46. Alexander Dumas, The Three Musketeers: still the greatest swashbuckling adventure story, despite several attempts by modern filmmakers to ruin it. D'Artagnan and his friends struggle to outmaneuver and exact justice from corrupt state actors and their agents. The adventures continue in the sequels Twenty Years After and The Vicomte of Bragelonne.

47. Edgar Allan Poe, Complete Tales: greatest 19th-century writer of "weird fiction." His stories of supernatural horrors and human psychosis still make the skin crawl.

48. Victor Hugo, Les Miserables: victim of an exceedingly harsh criminal code escapes prison and seeks redemption against the backdrop of wars and revolutions. The Valjean/Javert rivalry is one of modern literature's greatest.

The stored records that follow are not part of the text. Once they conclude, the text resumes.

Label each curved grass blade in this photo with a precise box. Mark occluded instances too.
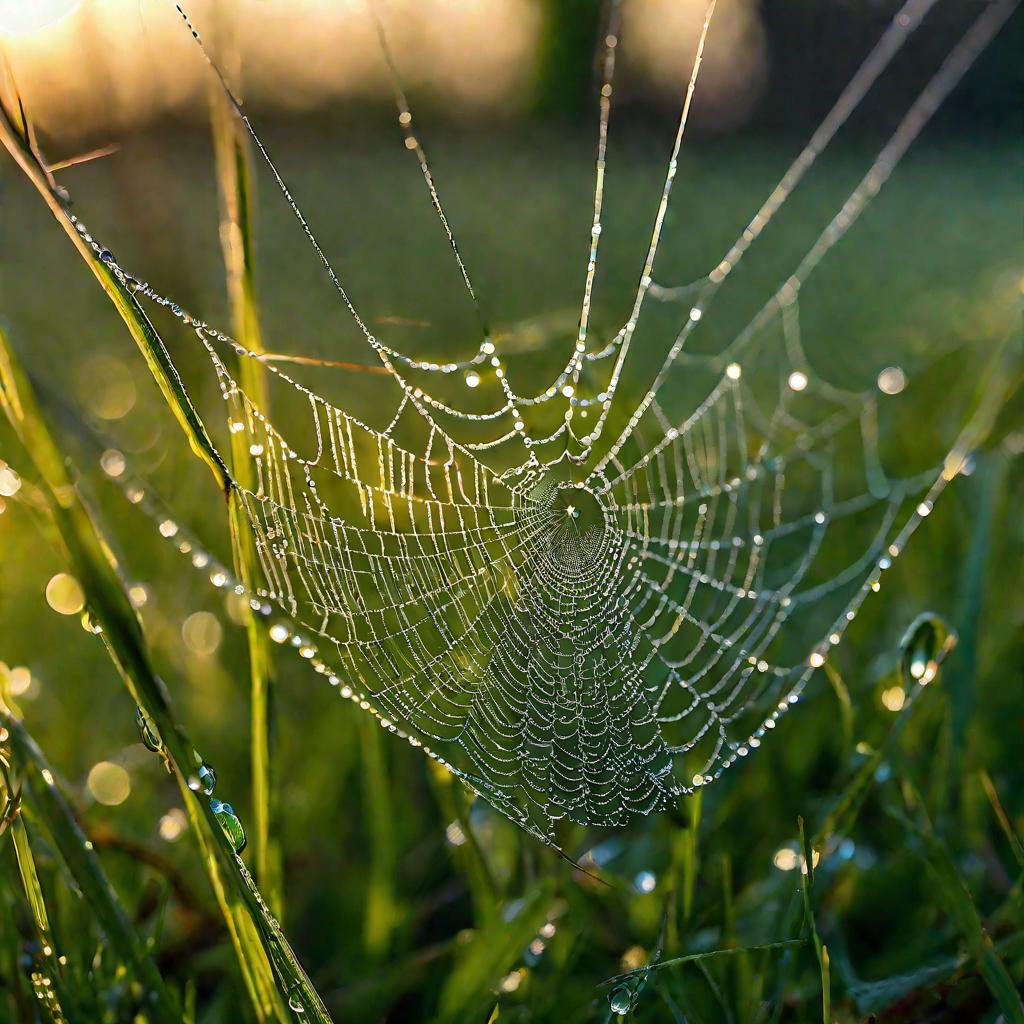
[0,706,182,1024]
[0,332,331,1024]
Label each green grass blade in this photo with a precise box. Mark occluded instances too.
[435,885,552,1024]
[0,325,330,1022]
[0,75,230,495]
[903,781,1024,1024]
[0,709,182,1024]
[210,48,284,914]
[797,817,831,1024]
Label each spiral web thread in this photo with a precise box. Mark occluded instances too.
[80,0,1017,842]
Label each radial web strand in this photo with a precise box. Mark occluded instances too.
[61,0,1016,838]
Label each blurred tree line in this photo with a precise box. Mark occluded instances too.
[535,0,1024,133]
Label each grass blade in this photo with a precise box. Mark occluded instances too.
[210,34,284,914]
[0,323,330,1022]
[0,706,182,1024]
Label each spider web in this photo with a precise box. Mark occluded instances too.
[70,0,1016,841]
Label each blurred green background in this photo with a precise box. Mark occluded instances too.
[0,0,1024,1024]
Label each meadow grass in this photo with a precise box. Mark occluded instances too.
[0,58,1024,1024]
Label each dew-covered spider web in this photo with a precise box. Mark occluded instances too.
[72,0,1016,839]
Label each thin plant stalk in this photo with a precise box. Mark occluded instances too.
[0,700,182,1024]
[0,63,231,496]
[0,321,331,1024]
[210,37,284,914]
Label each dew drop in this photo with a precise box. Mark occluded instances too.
[196,761,219,794]
[608,985,633,1017]
[900,611,956,686]
[209,798,247,853]
[135,707,164,754]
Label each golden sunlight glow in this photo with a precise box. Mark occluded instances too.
[0,0,82,36]
[181,611,223,657]
[86,761,131,807]
[46,572,85,615]
[0,0,765,142]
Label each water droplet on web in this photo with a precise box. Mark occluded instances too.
[608,985,633,1017]
[135,707,164,754]
[210,800,247,853]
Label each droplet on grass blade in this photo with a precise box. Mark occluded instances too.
[608,985,633,1017]
[900,611,956,686]
[197,761,219,794]
[135,708,164,754]
[210,800,247,853]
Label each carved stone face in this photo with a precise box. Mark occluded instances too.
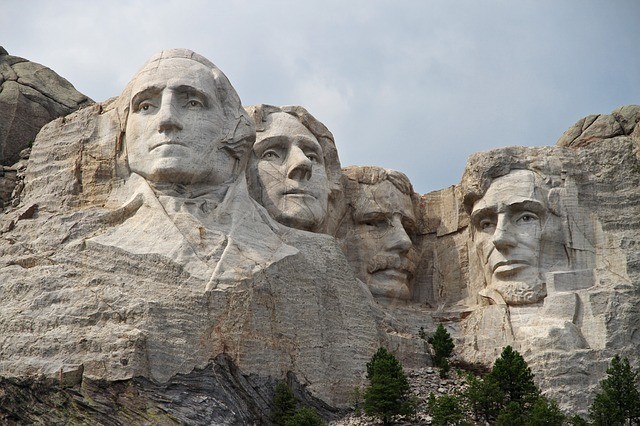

49. Emily Brontë, Wuthering Heights: Heathcliff and Catherine's stormy love destroys both them and many bystanders. Familiarity with this novel apparently will help you understand British Prime Minister Gordon Brown.

50. Charlotte Brontë, Jane Eyre: a more redemptive story from another Brontë sister. Jane the governess and her boss are kept apart by the latter's lunatic wife, but love conquers (honorably) in the end.